A Smyrna family is crediting a police officer for saving their lives after their home caught on fire on Sunday night.
According to the Tompkins family, a fire broke out in their home, but due to having no working smoke detectors, they didn't know about the fire until Officer Moss of the Smyrna Police Department started pounding on the doors and windows.
"He was being very aggressive, pounding on the spare bedroom windows, screaming, 'Your house is one fire, you have to get out now!'" Kim Tompkins said of the man she credits with saving her and her family's lives. "Police have taken a real bashing lately, and I really wanted to say that they're there for us even when we don't know that we need them."
Tompkins said an investigator told her that the fire started in the salon she runs out of her home.
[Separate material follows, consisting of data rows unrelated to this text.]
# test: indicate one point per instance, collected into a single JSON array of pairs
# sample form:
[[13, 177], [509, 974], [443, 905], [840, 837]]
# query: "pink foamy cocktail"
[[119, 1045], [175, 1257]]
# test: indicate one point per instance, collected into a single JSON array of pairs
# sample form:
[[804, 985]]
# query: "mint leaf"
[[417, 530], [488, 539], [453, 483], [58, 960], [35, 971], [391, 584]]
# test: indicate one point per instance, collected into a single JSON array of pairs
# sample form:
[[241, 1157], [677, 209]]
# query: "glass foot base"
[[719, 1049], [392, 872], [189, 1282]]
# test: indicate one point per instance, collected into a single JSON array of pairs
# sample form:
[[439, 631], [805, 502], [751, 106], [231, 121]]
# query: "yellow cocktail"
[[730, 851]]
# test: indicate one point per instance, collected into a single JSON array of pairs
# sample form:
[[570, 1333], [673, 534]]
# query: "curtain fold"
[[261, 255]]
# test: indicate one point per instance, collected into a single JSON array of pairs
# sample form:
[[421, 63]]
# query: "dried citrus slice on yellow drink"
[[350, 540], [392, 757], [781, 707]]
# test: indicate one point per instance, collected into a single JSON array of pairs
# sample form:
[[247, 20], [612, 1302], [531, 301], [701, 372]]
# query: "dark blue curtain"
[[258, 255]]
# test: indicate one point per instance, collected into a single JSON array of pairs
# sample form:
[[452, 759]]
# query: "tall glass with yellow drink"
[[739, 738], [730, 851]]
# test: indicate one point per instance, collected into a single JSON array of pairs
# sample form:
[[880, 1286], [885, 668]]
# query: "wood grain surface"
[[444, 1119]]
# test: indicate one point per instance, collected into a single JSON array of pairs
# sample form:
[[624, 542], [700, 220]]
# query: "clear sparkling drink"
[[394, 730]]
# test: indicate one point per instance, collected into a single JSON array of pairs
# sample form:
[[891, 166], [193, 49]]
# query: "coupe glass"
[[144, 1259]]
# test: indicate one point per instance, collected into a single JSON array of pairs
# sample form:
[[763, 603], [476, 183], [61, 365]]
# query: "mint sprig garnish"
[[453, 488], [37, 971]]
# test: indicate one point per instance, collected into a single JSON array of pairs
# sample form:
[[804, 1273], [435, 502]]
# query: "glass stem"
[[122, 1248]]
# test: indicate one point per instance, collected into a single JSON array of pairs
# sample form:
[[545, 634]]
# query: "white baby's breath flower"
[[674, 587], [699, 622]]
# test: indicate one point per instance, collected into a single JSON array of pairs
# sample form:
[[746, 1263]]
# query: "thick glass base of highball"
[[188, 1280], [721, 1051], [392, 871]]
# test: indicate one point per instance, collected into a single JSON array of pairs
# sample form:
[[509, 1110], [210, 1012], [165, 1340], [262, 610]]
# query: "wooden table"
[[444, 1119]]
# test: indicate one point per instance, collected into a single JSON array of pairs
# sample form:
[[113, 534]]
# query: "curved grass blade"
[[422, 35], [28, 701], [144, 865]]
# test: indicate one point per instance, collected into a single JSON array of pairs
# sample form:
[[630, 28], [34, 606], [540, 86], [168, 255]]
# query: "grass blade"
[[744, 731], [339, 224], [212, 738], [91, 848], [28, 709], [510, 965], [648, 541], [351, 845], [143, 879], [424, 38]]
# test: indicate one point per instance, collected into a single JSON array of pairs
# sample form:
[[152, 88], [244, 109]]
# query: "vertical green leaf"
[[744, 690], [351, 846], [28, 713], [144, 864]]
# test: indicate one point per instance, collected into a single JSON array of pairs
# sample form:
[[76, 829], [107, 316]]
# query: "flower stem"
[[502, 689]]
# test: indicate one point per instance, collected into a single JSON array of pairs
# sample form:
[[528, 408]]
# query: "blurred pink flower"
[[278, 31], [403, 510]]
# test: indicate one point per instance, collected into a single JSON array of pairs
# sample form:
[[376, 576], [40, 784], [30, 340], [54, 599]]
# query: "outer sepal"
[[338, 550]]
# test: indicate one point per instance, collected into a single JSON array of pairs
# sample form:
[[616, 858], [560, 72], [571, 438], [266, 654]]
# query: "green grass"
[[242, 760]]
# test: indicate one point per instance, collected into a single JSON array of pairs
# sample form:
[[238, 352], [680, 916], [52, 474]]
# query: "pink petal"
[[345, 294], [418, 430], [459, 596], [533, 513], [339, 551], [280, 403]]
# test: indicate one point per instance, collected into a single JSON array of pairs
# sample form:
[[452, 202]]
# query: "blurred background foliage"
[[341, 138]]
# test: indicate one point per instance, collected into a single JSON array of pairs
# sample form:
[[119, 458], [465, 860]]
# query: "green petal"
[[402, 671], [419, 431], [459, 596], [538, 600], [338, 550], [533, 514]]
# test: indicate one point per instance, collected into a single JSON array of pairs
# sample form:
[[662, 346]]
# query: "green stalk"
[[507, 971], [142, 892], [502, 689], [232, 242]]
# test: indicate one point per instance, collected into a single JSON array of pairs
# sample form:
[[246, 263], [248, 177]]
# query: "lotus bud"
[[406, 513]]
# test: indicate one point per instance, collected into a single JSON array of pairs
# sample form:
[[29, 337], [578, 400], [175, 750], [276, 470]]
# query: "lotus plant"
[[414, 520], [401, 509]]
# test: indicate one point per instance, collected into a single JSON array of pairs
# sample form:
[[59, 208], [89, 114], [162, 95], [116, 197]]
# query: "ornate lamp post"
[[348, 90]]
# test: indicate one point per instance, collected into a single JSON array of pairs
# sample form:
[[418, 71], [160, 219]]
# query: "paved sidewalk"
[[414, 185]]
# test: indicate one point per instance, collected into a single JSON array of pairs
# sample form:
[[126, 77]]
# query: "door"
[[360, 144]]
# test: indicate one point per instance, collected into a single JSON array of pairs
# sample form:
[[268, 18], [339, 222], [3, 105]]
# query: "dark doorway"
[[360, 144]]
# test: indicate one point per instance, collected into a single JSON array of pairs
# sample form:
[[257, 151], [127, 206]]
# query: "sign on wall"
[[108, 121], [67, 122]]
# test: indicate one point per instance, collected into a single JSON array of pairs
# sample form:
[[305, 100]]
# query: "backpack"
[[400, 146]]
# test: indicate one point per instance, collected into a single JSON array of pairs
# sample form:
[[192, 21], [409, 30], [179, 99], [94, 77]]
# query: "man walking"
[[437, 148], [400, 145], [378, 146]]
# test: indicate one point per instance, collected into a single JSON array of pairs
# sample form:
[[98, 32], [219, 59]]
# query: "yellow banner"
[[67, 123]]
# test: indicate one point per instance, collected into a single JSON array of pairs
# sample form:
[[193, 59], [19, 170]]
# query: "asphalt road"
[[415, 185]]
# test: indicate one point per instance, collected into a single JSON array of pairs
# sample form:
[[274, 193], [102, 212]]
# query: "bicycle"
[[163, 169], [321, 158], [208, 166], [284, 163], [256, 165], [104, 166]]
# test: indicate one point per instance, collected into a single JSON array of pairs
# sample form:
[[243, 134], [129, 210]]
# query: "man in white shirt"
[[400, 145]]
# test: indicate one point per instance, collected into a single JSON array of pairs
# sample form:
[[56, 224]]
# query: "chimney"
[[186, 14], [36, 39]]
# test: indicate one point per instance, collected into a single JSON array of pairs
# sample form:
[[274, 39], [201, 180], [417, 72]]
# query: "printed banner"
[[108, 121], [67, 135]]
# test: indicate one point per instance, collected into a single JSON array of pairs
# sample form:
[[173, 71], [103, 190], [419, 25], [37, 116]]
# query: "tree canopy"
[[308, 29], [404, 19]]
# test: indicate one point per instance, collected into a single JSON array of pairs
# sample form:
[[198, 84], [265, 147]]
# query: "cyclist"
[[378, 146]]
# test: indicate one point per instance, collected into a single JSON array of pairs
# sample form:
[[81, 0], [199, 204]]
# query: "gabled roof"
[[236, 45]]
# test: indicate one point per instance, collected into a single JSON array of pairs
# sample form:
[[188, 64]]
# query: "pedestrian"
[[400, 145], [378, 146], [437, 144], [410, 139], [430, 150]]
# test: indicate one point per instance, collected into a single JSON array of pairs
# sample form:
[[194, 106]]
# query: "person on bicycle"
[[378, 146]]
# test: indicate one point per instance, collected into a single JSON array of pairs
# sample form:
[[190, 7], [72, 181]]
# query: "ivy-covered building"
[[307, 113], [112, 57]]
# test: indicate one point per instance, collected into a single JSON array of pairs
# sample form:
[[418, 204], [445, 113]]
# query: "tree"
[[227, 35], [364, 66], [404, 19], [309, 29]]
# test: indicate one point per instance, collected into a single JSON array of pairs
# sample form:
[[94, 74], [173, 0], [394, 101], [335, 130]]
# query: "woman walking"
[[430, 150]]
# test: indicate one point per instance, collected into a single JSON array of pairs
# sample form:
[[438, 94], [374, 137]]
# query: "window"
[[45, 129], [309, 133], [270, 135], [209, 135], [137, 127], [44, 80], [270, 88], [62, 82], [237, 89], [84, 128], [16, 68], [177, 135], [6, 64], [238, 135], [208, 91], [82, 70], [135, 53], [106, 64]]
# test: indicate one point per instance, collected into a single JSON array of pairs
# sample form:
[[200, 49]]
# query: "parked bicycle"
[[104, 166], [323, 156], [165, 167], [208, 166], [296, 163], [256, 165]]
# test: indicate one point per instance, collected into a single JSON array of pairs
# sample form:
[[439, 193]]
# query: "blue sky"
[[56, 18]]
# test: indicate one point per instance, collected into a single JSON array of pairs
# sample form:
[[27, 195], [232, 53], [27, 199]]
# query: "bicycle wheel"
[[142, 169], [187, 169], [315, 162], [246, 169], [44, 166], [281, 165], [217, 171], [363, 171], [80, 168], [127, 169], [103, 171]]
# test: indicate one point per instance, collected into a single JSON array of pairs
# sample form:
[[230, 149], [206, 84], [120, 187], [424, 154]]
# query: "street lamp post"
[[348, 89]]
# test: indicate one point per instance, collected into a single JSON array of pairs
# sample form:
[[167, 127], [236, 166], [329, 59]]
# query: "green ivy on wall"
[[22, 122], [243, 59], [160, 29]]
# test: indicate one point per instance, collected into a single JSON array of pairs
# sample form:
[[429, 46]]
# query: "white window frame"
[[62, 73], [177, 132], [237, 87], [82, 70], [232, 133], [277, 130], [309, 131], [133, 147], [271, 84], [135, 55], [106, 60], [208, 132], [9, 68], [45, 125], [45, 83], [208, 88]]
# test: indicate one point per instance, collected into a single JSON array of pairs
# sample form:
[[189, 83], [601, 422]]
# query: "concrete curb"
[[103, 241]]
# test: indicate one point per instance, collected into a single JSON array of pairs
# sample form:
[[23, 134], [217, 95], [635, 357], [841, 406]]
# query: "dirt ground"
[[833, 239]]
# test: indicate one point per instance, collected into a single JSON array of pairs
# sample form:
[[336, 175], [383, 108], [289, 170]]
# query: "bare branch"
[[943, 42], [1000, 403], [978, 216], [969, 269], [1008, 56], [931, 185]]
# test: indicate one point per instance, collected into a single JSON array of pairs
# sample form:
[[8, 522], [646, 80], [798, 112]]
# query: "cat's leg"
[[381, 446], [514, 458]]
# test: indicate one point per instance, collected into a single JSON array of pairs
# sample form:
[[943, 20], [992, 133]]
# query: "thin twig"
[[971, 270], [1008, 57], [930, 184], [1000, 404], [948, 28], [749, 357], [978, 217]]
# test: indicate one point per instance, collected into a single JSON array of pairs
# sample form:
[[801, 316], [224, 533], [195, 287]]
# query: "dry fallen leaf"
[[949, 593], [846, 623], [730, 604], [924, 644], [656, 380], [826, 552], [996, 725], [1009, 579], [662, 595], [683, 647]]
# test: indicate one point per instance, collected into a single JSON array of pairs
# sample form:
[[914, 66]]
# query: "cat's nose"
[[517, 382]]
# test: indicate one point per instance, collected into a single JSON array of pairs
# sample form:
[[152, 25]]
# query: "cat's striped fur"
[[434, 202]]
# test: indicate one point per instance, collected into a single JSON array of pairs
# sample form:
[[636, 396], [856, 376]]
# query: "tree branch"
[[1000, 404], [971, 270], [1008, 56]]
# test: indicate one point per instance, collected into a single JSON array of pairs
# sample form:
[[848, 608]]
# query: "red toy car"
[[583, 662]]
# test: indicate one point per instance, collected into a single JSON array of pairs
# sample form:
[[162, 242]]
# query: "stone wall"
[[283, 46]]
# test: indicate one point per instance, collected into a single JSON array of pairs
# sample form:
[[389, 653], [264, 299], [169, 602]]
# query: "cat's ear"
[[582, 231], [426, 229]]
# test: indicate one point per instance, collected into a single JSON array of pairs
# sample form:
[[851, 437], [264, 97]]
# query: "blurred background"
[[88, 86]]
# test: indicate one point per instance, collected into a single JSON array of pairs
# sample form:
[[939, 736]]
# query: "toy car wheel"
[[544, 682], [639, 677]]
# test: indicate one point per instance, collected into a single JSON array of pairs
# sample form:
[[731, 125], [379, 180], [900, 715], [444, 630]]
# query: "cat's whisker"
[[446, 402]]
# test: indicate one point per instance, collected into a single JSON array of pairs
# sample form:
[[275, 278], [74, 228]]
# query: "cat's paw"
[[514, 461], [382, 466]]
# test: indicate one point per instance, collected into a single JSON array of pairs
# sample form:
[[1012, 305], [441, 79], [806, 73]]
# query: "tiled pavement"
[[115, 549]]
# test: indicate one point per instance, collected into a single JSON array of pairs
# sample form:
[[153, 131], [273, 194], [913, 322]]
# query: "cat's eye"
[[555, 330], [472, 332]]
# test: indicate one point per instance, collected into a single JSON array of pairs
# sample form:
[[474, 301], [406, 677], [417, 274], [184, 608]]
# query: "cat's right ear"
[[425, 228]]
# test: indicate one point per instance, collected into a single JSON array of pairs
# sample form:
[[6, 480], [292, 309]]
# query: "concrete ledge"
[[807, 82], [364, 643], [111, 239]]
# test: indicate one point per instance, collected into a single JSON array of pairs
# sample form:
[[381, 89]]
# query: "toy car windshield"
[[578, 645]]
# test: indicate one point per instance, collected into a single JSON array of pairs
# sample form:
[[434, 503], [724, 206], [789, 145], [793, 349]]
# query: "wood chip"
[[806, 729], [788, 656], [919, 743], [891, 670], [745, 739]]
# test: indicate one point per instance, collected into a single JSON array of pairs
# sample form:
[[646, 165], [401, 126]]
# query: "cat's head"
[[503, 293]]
The investigator believes a hair dryer that was left plugged in caused an electrical fire, and that fire burned for hours before getting out of control.
"Soon as I come out the door, I was like, there was no way anyone could have survived this," Shirley Brafford, a neighbor, said of the magnitude of the fire. "It was just a constant, 'boom, boom, boom!' One right after another."
Those booms were due to the fact that the Tompkins family stored large fireworks inside of their garage.
The Tompkins family hopes that their loss will help others save their own homes by reminding homeowners and renters to replace their smoke detectors when the time changes going into and out of daylight savings time.